Hi, natürlich hört man immer wieder Beispiele "kultureller Aneignung", beispielsweise Rastalocken (und Reggae) bei/von Weißen, oder auch die Übersetzung eines Gedichts einer schwarzen amerikanischen Dichterin (Amanda Gorman) durch einen weißen männlichen Übersetzer (ins Katalanische und ins Niederländische, beides wurde zunächst verhindert).
Die "weiße" Kultur in Deutschland hat sich mit Adam Riese "arabische" (eigentlich indische) Zahlzeichen angeeignet.
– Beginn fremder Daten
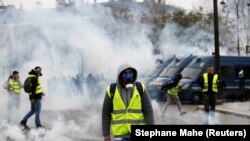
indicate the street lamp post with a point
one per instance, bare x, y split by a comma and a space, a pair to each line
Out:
216, 39
248, 19
237, 24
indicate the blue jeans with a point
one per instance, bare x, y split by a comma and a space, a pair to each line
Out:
13, 102
35, 109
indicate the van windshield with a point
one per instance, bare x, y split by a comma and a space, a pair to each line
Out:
169, 72
190, 73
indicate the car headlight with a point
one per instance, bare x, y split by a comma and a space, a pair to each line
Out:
185, 86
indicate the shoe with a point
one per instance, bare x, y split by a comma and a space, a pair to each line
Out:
23, 124
182, 113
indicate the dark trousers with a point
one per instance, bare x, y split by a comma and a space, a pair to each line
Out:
209, 101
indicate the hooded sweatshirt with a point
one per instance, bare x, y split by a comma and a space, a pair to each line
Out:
126, 95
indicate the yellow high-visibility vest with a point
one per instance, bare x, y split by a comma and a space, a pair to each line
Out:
14, 86
214, 83
38, 87
174, 90
122, 117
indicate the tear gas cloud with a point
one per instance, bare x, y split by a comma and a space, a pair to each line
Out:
79, 52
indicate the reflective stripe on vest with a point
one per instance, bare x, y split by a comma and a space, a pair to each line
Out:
214, 83
123, 118
14, 86
174, 90
38, 87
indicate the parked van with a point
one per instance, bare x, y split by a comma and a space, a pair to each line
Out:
229, 67
154, 73
169, 72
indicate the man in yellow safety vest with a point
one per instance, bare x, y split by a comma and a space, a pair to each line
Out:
126, 103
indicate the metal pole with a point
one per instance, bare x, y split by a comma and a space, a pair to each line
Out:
216, 39
216, 46
237, 24
248, 25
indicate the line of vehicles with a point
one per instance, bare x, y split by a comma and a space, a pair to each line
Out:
192, 68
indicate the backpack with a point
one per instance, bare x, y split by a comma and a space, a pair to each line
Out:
113, 87
27, 85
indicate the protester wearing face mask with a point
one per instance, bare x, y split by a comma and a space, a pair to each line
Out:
35, 97
13, 85
126, 103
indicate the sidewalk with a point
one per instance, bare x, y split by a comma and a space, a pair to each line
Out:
236, 108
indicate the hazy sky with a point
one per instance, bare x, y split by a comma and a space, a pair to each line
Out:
30, 4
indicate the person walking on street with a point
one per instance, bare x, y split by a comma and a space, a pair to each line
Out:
209, 84
173, 89
35, 97
241, 77
13, 86
126, 103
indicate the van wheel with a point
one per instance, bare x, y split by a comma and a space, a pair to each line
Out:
196, 98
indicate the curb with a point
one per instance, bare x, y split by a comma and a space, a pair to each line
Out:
225, 111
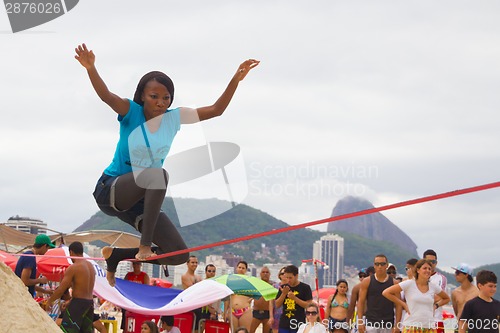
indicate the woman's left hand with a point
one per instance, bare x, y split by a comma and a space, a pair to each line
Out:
245, 67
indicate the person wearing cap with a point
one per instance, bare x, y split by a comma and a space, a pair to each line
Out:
440, 280
380, 314
466, 291
26, 265
351, 310
133, 187
167, 324
410, 268
420, 299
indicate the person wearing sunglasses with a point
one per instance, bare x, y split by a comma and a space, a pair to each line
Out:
440, 280
312, 324
380, 312
261, 312
295, 296
210, 271
466, 291
410, 268
336, 308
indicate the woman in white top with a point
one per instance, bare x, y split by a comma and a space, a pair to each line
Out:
312, 324
419, 295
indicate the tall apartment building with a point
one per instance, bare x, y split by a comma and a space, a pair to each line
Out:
27, 224
330, 250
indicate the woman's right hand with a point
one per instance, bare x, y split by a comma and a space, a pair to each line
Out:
85, 57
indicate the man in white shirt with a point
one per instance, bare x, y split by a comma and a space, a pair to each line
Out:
441, 281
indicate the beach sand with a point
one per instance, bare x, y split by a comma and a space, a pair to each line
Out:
18, 310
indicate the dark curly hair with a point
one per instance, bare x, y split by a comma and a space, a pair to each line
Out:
159, 77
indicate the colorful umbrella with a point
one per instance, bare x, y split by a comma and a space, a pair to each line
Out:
248, 286
160, 283
53, 268
8, 259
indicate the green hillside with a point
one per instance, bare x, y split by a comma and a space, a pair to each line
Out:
244, 220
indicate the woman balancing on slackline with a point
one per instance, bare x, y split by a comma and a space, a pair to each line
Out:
134, 185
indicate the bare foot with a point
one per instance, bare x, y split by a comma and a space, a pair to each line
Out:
107, 251
110, 276
144, 253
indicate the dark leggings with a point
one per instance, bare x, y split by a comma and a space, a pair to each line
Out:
140, 206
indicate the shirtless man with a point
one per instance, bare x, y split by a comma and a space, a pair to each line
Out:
466, 291
261, 306
351, 310
80, 276
239, 312
190, 277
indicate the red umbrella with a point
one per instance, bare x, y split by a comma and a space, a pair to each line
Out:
323, 293
8, 259
53, 268
160, 283
448, 315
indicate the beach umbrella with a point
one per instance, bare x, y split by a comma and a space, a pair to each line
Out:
248, 286
8, 259
53, 268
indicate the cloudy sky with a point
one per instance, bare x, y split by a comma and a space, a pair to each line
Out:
387, 100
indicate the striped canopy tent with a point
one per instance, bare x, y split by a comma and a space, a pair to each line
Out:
10, 237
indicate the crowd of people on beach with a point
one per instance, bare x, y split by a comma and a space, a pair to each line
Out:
133, 187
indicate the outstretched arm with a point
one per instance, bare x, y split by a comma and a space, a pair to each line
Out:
87, 60
216, 109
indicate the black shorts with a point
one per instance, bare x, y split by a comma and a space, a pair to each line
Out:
261, 314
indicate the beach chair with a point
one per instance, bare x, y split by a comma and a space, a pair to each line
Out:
214, 326
185, 322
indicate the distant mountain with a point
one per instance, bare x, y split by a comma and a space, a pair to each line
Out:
373, 226
495, 268
243, 220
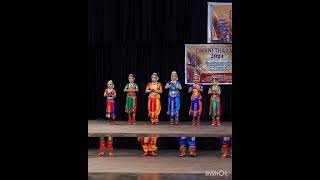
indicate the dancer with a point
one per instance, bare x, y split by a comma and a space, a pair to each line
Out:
191, 142
149, 145
174, 87
215, 106
110, 94
131, 100
154, 104
196, 100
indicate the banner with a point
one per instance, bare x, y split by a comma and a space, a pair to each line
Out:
208, 60
219, 22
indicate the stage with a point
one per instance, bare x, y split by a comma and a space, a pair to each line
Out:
164, 129
130, 164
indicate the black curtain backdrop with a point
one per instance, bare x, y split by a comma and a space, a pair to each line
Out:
142, 37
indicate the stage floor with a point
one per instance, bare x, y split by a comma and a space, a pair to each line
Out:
130, 163
164, 129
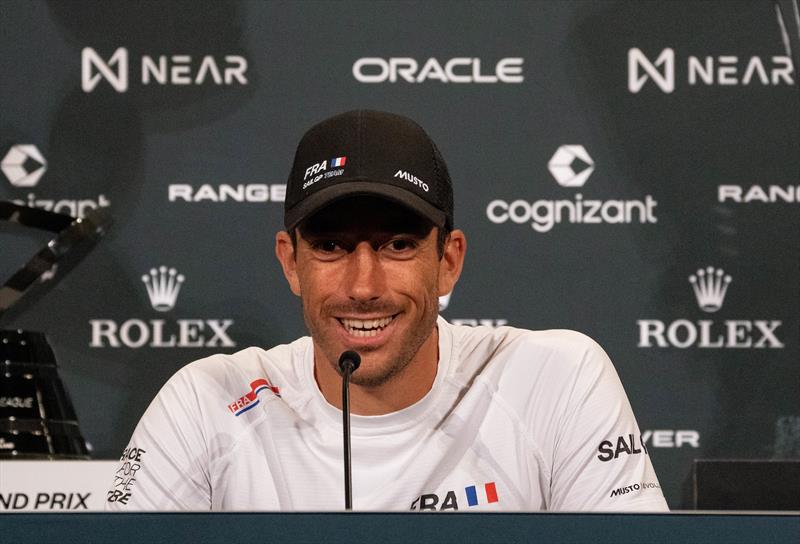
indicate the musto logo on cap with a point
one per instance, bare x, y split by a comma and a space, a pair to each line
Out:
324, 170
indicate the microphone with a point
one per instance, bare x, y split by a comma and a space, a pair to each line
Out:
349, 361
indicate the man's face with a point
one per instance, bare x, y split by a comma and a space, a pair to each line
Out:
369, 275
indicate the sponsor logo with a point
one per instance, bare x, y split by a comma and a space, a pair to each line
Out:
756, 193
411, 178
160, 70
455, 70
710, 287
723, 70
635, 487
250, 399
73, 207
163, 285
254, 192
612, 449
571, 166
472, 496
44, 501
24, 165
125, 477
321, 171
16, 402
563, 163
444, 302
669, 438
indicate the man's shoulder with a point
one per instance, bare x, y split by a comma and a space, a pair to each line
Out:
229, 370
510, 344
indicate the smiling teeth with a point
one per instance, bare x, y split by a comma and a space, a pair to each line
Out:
366, 327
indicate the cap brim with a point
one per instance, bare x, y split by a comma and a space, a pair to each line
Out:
322, 198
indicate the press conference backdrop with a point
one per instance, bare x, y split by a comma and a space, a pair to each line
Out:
627, 169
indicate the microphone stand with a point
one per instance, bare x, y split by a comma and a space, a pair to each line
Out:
348, 363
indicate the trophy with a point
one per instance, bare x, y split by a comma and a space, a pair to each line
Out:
37, 419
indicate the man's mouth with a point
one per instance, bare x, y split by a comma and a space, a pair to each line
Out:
365, 327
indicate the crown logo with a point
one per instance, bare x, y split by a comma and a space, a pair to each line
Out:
710, 286
163, 286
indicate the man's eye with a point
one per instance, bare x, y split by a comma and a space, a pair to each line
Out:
401, 244
327, 246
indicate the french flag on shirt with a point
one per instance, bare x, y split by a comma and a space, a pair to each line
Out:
472, 494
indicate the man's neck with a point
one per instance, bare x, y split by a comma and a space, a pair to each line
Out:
402, 390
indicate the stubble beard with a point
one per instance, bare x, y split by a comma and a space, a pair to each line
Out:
419, 332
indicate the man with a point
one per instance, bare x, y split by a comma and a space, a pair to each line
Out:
445, 417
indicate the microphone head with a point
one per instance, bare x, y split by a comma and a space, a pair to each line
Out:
349, 356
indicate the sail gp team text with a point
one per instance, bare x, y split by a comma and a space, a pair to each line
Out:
326, 175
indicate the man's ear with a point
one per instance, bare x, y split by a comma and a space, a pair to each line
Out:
285, 252
452, 261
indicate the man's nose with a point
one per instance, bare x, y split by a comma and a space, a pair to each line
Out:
365, 279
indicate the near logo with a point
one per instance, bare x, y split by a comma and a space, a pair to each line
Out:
162, 70
723, 70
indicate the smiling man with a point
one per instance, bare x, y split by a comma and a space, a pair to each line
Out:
446, 418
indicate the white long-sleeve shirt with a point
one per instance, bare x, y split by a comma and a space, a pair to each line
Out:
516, 420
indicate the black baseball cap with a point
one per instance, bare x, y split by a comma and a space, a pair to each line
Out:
365, 152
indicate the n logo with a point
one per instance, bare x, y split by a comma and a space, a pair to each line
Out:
665, 80
118, 80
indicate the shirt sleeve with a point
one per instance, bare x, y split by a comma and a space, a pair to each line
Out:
164, 467
599, 461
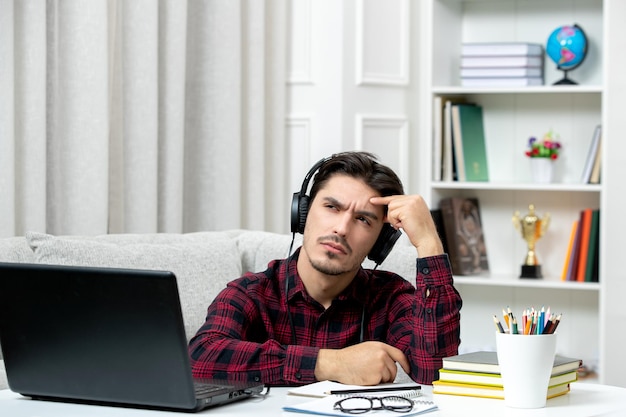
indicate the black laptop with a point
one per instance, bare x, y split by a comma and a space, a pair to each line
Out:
101, 335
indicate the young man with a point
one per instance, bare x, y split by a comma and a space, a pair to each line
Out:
319, 315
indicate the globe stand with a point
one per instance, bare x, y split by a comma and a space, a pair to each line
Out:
565, 80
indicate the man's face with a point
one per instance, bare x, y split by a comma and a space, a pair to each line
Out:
342, 225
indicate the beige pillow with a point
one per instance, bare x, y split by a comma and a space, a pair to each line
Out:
202, 262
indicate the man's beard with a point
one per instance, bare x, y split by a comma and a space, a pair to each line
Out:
325, 266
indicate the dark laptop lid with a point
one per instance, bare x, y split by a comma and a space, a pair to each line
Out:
95, 334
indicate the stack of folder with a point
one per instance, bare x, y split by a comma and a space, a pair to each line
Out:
501, 64
477, 374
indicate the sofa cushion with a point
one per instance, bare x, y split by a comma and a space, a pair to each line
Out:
202, 262
259, 248
15, 249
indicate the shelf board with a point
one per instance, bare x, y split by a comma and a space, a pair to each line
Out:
525, 283
543, 89
512, 186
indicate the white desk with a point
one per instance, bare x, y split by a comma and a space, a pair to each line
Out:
584, 400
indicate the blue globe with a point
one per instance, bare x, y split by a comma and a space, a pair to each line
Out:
567, 47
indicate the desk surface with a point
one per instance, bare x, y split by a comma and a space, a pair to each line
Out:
584, 400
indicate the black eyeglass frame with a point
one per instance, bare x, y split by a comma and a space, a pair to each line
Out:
405, 405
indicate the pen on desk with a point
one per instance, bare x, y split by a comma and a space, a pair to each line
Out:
557, 320
374, 389
506, 318
514, 326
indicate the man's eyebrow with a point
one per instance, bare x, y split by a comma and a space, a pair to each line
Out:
364, 213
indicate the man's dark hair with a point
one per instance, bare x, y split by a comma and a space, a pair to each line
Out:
360, 165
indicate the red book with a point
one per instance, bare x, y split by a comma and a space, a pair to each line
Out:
583, 249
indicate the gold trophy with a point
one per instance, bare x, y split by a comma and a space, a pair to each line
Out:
532, 228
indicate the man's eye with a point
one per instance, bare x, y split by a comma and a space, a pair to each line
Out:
364, 220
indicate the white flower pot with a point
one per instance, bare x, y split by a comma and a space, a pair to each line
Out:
541, 169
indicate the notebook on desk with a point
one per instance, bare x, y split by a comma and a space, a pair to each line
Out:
101, 335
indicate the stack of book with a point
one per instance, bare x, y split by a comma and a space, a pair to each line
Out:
501, 64
477, 374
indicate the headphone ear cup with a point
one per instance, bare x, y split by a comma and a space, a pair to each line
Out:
303, 211
295, 213
384, 244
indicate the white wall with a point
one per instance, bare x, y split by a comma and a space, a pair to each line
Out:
352, 82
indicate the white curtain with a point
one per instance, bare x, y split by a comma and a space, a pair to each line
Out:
137, 116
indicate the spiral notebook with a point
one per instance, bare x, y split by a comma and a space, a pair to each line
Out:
324, 404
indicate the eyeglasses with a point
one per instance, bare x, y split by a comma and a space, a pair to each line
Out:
360, 405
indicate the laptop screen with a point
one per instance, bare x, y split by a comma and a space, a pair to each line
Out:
95, 334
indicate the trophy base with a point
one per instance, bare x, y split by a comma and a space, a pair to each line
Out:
531, 271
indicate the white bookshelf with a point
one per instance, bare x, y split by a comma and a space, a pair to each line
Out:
511, 116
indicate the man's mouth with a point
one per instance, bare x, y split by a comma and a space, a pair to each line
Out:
334, 244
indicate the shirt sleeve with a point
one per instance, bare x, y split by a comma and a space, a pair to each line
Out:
236, 343
436, 331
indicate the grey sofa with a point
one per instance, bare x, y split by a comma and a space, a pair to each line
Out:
203, 262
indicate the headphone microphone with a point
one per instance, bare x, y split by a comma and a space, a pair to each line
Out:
300, 209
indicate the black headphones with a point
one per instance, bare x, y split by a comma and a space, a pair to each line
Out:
300, 209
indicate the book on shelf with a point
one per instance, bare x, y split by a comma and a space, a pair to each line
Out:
590, 161
585, 232
508, 61
464, 235
484, 391
470, 150
443, 159
487, 362
501, 49
502, 82
591, 271
581, 260
501, 72
597, 164
570, 250
495, 379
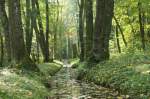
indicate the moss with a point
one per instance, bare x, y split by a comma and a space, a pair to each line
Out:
121, 73
17, 85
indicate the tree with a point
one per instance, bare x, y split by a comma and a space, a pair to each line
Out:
81, 30
141, 23
19, 53
29, 27
38, 27
103, 23
89, 26
5, 25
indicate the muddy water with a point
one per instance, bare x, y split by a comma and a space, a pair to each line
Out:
65, 86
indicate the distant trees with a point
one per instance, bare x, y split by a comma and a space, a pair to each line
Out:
5, 26
18, 49
97, 39
89, 27
81, 29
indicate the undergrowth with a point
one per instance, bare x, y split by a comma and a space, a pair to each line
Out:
127, 73
17, 85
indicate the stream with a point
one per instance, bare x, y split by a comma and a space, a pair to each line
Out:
65, 86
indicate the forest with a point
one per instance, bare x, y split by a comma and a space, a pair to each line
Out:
74, 49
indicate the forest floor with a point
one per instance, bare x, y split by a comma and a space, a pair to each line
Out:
127, 73
65, 86
14, 84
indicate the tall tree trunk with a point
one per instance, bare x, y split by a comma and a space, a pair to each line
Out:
2, 50
29, 28
38, 27
121, 31
81, 30
118, 42
141, 23
47, 32
89, 27
5, 24
19, 53
103, 23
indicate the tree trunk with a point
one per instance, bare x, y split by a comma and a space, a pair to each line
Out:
29, 28
141, 23
47, 32
81, 31
118, 42
103, 23
5, 24
119, 27
2, 50
38, 27
89, 27
19, 53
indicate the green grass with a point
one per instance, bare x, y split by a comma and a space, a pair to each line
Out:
17, 85
125, 73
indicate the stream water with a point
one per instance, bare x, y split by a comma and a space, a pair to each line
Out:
65, 86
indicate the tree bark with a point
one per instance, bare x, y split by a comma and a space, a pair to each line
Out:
19, 53
29, 27
141, 23
81, 30
89, 27
118, 42
5, 24
103, 23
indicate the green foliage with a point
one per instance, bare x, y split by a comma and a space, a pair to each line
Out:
121, 73
15, 85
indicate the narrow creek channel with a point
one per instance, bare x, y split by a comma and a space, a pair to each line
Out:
65, 86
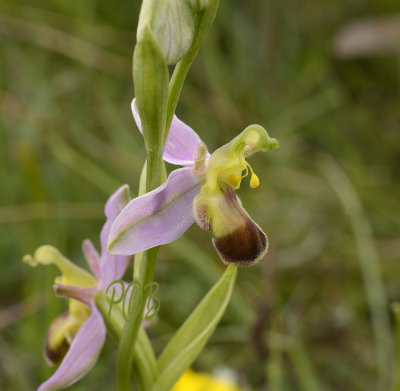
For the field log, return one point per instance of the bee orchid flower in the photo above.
(74, 339)
(202, 191)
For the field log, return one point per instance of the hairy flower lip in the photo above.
(244, 243)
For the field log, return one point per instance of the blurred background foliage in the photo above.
(315, 313)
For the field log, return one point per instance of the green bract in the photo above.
(172, 23)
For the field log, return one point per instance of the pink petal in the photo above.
(113, 266)
(182, 143)
(81, 356)
(158, 217)
(92, 257)
(85, 294)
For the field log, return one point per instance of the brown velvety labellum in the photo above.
(246, 244)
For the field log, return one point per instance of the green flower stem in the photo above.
(144, 266)
(396, 369)
(203, 22)
(145, 263)
(144, 358)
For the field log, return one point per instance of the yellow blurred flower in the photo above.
(193, 381)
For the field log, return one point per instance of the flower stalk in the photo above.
(156, 103)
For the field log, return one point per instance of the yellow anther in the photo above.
(254, 181)
(234, 180)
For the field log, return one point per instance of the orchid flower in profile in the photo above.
(202, 191)
(74, 339)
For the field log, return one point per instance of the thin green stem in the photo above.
(145, 262)
(144, 358)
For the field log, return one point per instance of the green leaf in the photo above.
(192, 336)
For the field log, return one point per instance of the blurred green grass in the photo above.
(301, 319)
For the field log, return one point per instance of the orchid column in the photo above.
(169, 32)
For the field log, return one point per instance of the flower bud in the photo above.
(172, 25)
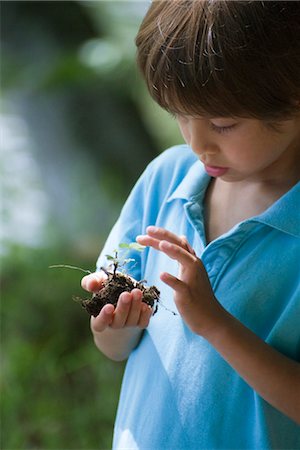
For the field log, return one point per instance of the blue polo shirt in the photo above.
(177, 391)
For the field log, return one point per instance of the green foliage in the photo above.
(58, 391)
(118, 261)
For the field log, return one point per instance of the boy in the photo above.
(224, 373)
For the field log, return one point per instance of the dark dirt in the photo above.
(115, 284)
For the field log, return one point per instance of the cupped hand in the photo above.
(194, 297)
(130, 311)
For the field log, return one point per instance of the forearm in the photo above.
(117, 344)
(271, 374)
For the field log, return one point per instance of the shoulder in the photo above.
(168, 170)
(178, 158)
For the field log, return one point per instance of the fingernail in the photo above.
(152, 229)
(126, 298)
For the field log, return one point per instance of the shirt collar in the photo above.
(193, 185)
(284, 214)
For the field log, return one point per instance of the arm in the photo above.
(271, 374)
(117, 331)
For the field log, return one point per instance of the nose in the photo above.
(202, 142)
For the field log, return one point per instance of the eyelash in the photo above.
(222, 130)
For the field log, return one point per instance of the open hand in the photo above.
(194, 296)
(129, 312)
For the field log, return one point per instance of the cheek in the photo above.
(185, 132)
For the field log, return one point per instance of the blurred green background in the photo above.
(77, 129)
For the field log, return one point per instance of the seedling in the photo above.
(116, 282)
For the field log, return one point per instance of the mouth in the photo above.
(215, 171)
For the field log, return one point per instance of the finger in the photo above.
(164, 235)
(148, 241)
(135, 308)
(178, 253)
(176, 284)
(103, 320)
(93, 282)
(145, 316)
(122, 310)
(185, 244)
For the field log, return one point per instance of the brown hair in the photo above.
(222, 58)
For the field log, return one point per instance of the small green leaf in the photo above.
(110, 258)
(133, 246)
(128, 260)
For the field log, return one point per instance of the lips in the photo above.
(215, 171)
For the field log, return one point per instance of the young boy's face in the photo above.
(237, 149)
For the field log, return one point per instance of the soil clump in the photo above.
(113, 286)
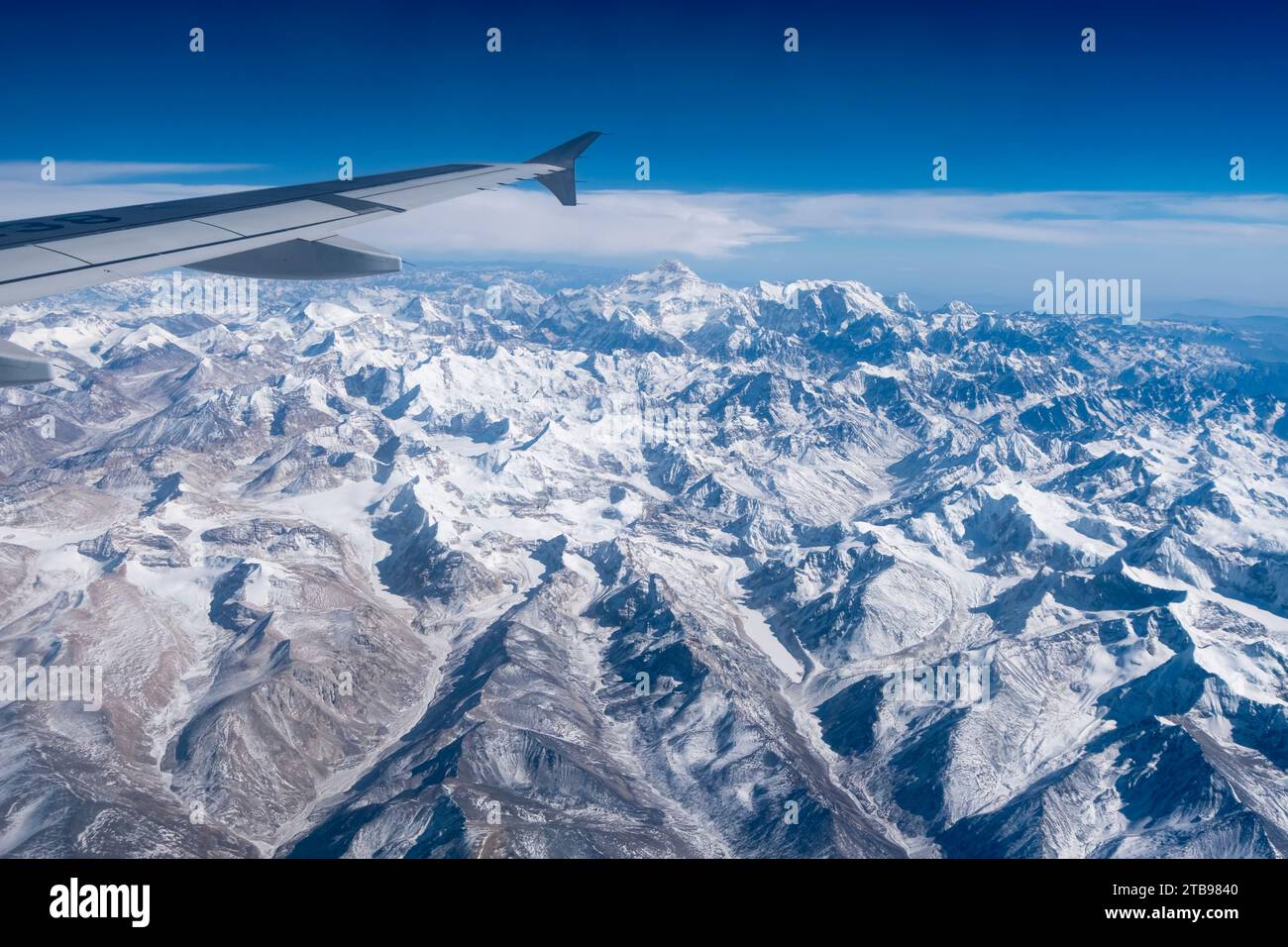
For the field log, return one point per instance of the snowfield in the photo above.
(488, 562)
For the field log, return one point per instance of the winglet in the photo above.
(563, 184)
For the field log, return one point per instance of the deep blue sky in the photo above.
(704, 91)
(707, 93)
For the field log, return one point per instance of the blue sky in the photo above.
(764, 163)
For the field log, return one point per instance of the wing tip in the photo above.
(563, 183)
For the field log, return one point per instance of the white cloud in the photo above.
(655, 223)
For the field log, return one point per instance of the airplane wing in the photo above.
(275, 234)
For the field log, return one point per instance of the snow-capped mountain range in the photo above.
(467, 564)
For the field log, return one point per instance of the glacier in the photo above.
(502, 561)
Ist zwar schon ein Weilchen her, aber: Müssten wir trotzdem darauf verzichten und zu Runen oder römischen Zahlen zurückkehren?
Die "Kartoffel" ist ein Nachtschattengewächs, das in vor vierhundert Jahren ausgerotteten mittelamerikanischen Kulturen gedieh. Heute wurde es zur Bezeichnung von Deutschen (obwohl z.B. in Irland viel größere Verwerfungen durch kartoffelbedingte Hungersnöte auftraten). Sollte Europa auf den Anbau verzichten? Müssten Deutsche sich gegen die Bezeichnung verwahren, um sie sich nicht kulturell anzueignen?
Spaghetti wurden in China entwickelt (und von Marco Polo in Europa eingeführt). Darf man "beim Italiener" noch guten Gewissens Pasta bestellen oder muss man dazu "zum Chinesen"?
Das Klavier wurde in Deutschland entwickelt. Heute ist mit Lang Lang ein (Han-)Chinese der wohl berühmteste Pianist der Welt, und gleichzeitig ein Mitglied einer äußerst hoch entwickelten Kultur. Ist seine Bach- oder Beethoven-Interpretation auf einem in Europa, also einer aus China als unterlegen betrachteten Kultur, entwickelten Instrument nicht gleich mehrfach "kulturelle Aneignung"?
Gilt eigentlich auch die Übernahmen technischer Entwicklungen, die ja auch Kulturleistungen sind, als "kulturelle Aneignung"?
Meine allgemeinen Fragen nach diesen Beispielen: Wie legt man fest, ob etwas "kulturelle Aneignung" ist? Wer legt die "überlegene Kultur" fest (die sich nichts aneignen darf/soll)? Gibt es einen Entscheidungsplan, um festzulegen: ANeignung: Ja/nein?
Wie ist unter Vermeidung solcher Aneignung interkultureller Austausch möglich?